1 will be provided. The piezoelectric element groups 40 and 41 are composed of a large number of piezoelectric elements arranged alternately in the traveling direction of the tape 4, but each of them is not shown. What is shown in the figure as being arranged in large numbers in parallel are different piezoelectric element groups, each of which generates a surface wave that propagates in the length direction.

FIG. 7 shows an example in which the tape drive *@rfl of the present invention is employed in an audio cassette 50, in which a pair of tape transport sections 51 and 52 are disposed with the portion that corresponds to the magnetic head sandwiched therebetween.

Needless to say, the driving force for the tape is changed between the transfer section 51 that drives the tape and the transfer section 52 that applies pack tension to the tape, and this function is similar to that of conventional rollers etc. .

In each of the above embodiments, piezoelectric elements are typically used, but the present invention applies the principle of an ultrasonic motor to tape transport, and mechanically converts electricity from electrostrictive elements, magnetostrictive elements, etc. Needless to say, any device can be used with any modifications made to the details as long as it generates a traveling surface wave using an element that converts into vibration.
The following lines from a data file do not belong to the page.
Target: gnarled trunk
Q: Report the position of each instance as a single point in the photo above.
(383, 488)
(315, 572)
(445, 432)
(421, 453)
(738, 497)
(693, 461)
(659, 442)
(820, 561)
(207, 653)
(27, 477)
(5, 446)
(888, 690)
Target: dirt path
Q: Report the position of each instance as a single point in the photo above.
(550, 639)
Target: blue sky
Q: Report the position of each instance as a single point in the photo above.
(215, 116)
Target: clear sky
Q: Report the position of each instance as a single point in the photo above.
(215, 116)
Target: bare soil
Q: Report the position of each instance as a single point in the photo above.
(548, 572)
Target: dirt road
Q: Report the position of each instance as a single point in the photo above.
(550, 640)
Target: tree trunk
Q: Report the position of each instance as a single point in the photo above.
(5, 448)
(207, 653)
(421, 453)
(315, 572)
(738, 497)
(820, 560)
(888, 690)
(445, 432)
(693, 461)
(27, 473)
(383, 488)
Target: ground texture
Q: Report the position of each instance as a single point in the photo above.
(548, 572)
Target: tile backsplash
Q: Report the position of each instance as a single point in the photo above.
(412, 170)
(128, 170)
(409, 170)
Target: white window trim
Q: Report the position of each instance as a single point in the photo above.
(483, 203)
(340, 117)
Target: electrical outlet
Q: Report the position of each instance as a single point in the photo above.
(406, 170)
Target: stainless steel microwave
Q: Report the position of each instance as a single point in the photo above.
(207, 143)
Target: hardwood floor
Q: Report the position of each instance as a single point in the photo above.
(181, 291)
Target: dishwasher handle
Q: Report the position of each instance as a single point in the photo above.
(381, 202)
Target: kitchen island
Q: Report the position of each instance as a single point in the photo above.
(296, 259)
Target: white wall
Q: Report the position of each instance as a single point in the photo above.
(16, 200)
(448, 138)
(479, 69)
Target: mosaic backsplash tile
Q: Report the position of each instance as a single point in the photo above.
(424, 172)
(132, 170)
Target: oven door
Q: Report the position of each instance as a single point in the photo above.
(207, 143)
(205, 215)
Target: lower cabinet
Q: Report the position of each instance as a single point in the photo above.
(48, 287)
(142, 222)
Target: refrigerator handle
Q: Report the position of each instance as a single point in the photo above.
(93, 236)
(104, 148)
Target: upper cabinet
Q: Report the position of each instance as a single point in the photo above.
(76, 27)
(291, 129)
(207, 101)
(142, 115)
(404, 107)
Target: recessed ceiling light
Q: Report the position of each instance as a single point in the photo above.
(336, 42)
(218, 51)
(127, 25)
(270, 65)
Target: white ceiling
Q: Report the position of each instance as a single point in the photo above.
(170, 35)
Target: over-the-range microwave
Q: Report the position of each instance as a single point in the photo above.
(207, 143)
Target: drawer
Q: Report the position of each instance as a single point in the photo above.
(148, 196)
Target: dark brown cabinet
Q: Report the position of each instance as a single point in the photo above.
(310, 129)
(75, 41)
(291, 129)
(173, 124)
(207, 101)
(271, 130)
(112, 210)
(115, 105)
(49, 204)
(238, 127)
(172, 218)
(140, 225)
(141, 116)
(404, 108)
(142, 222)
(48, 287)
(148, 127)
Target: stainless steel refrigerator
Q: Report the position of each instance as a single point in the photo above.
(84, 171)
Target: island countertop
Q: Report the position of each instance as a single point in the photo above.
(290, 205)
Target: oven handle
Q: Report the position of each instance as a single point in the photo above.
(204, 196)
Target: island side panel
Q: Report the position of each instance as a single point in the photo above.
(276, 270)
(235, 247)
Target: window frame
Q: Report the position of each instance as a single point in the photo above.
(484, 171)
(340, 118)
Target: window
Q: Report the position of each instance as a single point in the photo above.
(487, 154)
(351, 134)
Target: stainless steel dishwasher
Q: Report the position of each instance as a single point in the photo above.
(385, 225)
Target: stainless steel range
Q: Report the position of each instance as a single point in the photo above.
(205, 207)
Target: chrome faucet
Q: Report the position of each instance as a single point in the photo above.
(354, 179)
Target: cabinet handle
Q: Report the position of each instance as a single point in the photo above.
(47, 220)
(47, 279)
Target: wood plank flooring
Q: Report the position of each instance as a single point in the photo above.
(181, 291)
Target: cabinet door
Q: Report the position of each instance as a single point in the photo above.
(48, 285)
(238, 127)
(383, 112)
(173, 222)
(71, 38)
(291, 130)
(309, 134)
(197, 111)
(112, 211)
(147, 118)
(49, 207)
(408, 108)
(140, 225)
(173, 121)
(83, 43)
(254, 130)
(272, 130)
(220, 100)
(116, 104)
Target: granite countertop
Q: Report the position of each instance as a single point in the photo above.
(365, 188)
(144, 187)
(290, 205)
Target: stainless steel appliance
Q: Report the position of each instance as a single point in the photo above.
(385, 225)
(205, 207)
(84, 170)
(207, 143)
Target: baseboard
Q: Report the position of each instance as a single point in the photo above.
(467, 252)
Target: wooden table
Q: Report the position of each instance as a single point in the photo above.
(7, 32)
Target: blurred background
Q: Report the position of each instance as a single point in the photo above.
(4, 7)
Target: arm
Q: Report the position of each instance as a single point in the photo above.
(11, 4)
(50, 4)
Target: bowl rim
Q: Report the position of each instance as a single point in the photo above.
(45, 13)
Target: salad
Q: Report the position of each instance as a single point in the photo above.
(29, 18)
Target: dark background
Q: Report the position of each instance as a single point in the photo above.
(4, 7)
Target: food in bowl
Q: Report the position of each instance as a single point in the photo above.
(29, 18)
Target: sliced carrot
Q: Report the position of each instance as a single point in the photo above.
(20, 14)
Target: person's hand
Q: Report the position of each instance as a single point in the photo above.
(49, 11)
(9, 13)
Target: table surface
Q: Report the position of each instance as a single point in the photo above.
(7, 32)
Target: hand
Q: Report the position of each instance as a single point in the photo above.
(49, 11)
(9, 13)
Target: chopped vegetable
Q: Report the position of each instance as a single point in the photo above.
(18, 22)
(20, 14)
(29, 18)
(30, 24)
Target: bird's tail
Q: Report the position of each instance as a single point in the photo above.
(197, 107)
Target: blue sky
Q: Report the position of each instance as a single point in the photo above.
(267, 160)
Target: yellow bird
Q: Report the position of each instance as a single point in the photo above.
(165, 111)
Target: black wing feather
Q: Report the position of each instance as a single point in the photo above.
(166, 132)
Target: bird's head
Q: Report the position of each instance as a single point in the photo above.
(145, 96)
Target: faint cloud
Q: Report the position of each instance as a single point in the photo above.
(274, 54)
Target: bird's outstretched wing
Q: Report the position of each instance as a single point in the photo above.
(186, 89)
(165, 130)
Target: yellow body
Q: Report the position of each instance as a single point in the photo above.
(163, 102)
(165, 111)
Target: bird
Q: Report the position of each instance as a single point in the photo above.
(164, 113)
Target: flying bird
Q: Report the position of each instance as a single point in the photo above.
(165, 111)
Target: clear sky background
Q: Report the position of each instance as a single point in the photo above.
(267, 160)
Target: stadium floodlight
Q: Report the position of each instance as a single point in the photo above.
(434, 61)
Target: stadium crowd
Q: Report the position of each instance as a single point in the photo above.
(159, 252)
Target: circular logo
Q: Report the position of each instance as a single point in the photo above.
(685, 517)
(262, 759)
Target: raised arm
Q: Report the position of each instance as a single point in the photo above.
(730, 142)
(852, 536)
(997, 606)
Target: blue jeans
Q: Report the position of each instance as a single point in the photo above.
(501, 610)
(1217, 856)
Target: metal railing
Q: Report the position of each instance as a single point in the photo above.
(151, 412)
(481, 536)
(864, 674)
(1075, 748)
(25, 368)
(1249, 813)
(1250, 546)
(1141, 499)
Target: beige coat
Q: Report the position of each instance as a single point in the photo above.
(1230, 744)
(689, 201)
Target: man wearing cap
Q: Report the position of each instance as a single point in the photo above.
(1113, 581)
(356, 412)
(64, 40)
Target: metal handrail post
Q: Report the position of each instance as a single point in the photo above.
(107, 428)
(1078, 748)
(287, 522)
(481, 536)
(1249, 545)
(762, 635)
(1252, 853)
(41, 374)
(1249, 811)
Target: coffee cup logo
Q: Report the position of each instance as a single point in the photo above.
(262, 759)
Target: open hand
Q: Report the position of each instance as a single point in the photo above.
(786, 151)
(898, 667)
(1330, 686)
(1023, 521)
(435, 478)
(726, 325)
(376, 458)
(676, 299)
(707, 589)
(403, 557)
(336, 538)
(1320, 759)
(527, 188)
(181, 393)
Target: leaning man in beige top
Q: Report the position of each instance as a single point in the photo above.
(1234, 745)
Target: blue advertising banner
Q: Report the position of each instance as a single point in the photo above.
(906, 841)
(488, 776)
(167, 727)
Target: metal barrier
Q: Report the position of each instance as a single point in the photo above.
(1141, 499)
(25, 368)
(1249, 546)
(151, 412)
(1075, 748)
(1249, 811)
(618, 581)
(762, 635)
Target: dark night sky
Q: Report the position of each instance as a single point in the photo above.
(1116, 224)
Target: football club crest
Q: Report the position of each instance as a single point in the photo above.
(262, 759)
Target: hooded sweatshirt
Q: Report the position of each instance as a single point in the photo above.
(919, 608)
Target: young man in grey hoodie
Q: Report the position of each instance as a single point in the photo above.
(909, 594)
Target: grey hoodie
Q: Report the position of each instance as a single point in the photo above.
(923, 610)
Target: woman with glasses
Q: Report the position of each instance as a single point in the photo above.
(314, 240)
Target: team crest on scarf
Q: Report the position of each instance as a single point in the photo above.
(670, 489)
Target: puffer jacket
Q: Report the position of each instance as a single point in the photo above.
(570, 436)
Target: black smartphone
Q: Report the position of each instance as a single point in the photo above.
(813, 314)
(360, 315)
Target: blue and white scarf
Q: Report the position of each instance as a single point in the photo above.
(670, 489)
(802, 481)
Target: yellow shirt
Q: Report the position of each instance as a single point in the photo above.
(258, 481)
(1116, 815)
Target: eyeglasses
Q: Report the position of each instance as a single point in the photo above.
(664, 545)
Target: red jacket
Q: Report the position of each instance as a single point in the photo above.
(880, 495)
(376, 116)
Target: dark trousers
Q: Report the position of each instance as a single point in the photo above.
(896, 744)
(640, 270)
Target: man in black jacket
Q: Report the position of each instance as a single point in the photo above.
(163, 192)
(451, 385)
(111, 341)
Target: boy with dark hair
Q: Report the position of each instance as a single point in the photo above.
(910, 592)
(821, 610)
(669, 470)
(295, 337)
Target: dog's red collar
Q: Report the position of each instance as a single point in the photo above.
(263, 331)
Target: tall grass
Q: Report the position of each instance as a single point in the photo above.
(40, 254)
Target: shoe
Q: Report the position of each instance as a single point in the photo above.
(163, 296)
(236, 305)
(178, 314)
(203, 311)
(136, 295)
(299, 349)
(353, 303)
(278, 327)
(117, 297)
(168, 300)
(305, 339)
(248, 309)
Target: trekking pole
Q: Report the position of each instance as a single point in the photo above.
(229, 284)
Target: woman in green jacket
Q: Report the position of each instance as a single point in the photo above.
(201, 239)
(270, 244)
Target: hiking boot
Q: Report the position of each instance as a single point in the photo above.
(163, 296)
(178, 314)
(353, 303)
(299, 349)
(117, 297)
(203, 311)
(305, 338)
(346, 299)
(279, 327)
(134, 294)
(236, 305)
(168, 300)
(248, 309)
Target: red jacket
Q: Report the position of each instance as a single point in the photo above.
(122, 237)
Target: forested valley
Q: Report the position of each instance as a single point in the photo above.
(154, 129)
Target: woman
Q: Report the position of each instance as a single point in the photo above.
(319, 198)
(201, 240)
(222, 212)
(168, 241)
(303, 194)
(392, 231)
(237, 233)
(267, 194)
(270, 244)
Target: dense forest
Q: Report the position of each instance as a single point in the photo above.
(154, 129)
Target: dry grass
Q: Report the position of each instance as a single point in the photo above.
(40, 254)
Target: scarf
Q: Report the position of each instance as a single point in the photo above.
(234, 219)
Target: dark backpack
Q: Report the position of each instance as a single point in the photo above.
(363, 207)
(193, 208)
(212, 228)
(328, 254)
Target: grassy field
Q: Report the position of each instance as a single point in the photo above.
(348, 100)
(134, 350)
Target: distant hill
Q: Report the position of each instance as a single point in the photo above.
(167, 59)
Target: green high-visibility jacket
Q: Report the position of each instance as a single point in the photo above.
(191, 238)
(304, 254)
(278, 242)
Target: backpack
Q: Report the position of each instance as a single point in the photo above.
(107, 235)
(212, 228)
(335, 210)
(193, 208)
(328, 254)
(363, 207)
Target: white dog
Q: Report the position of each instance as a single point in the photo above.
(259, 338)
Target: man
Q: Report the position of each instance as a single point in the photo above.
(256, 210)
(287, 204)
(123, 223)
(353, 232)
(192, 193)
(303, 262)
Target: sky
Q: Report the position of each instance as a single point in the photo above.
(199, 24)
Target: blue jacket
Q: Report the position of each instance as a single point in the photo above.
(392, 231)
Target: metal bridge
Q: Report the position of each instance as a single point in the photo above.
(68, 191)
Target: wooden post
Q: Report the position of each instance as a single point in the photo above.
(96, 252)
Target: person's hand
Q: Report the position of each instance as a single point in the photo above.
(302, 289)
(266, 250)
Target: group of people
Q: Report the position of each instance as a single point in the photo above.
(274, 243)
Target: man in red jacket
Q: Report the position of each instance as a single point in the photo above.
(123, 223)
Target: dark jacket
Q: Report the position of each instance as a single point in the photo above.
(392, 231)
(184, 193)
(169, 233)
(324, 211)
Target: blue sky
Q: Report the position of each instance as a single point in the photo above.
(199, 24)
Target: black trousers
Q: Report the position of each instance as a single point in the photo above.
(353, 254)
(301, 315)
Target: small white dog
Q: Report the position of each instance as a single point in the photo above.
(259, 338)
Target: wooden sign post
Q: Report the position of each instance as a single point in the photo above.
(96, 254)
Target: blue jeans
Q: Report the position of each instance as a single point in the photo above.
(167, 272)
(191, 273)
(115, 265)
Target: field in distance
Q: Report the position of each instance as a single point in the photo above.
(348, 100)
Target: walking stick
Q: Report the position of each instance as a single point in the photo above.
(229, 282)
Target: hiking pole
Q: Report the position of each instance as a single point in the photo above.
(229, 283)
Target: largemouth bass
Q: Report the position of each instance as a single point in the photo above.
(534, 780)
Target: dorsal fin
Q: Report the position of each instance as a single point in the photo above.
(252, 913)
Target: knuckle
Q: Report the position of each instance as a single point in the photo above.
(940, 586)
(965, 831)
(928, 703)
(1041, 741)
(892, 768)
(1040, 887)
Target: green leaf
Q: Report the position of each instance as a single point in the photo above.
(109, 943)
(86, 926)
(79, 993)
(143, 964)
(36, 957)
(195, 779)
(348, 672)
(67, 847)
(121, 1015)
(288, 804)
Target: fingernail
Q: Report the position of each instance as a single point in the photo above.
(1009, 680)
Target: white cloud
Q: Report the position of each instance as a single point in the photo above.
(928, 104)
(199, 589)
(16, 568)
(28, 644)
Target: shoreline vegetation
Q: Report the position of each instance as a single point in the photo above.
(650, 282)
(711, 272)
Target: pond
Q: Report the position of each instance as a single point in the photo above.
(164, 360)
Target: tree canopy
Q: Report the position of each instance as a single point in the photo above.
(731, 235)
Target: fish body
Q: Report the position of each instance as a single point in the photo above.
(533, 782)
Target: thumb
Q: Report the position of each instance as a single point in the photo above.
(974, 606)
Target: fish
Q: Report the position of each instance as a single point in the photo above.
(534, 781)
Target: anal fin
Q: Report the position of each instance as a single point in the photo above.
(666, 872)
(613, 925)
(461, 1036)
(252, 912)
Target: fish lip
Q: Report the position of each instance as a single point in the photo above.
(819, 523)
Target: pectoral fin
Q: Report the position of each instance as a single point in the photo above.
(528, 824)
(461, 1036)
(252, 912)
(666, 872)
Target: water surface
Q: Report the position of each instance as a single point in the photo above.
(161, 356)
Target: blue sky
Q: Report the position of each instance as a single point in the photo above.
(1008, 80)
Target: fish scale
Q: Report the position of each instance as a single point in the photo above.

(Effects of the Invention) According to the tape driving method and device of the present invention, since the tape is transported by contacting the tape as a whole in a surface-contact manner using the surface waves of the vibrating body, the tape is locally strong. No tensile force is applied, and even if the tape is thin, it can be prevented from twisting or stretching, and stable tape feeding can be achieved.

In addition, since the motor that is conventionally used to drive the capstan is not used, space is saved, the position of the tape drive unit can be freely selected, and the entire tape drive system is made smaller and lighter. It will also be possible to realize this.

Furthermore, by driving with ultrasonic vibration using a piezoelectric element or the like, the tape can be transported with high precision of less than 1 μm J:X, and the responsiveness is also good.

[Brief explanation of the drawing]

FIG. 1 is a schematic plan view showing an embodiment of a tape running system of a VTR using the tape drive system of the present invention, and FIG. 2A is a side view of an example of a tape drive device used in the embodiment. 2B is a plan view thereof, FIG. 3 is a perspective view showing another example, FIG. 4 is a plan view showing a further different example, and FIG. FIG. 6 is a side view showing another embodiment, and FIG. 7 is a schematic plan view showing an example of a tape drive system of an audio cassette employing the tape drive device of the present invention. 1.2.51.52... Tape transfer section 3... Rotating drum section 4... Magnetic tape 5.6... Reel 7.8... Cylinder 9... Rotating magnetic head 11.12 ...Piezoelectric element Figure 1
Figure 2A Figure 3 Figure 4

Claims (1)

[Scope of Claims] 1) A tape driving method characterized in that a unidirectional traveling surface wave is generated by ultrasonic vibration on the surface of a vibrating body, and the tape is transferred by bringing this surface into pressure contact with the tape. 2) A tape comprising a vibrating body disposed in pressure contact with the surface of the tape in a tape running system, and means for generating a surface wave that propagates in the length direction of the tape in contact with the tape contacting surface of the vibrating body. Drive device.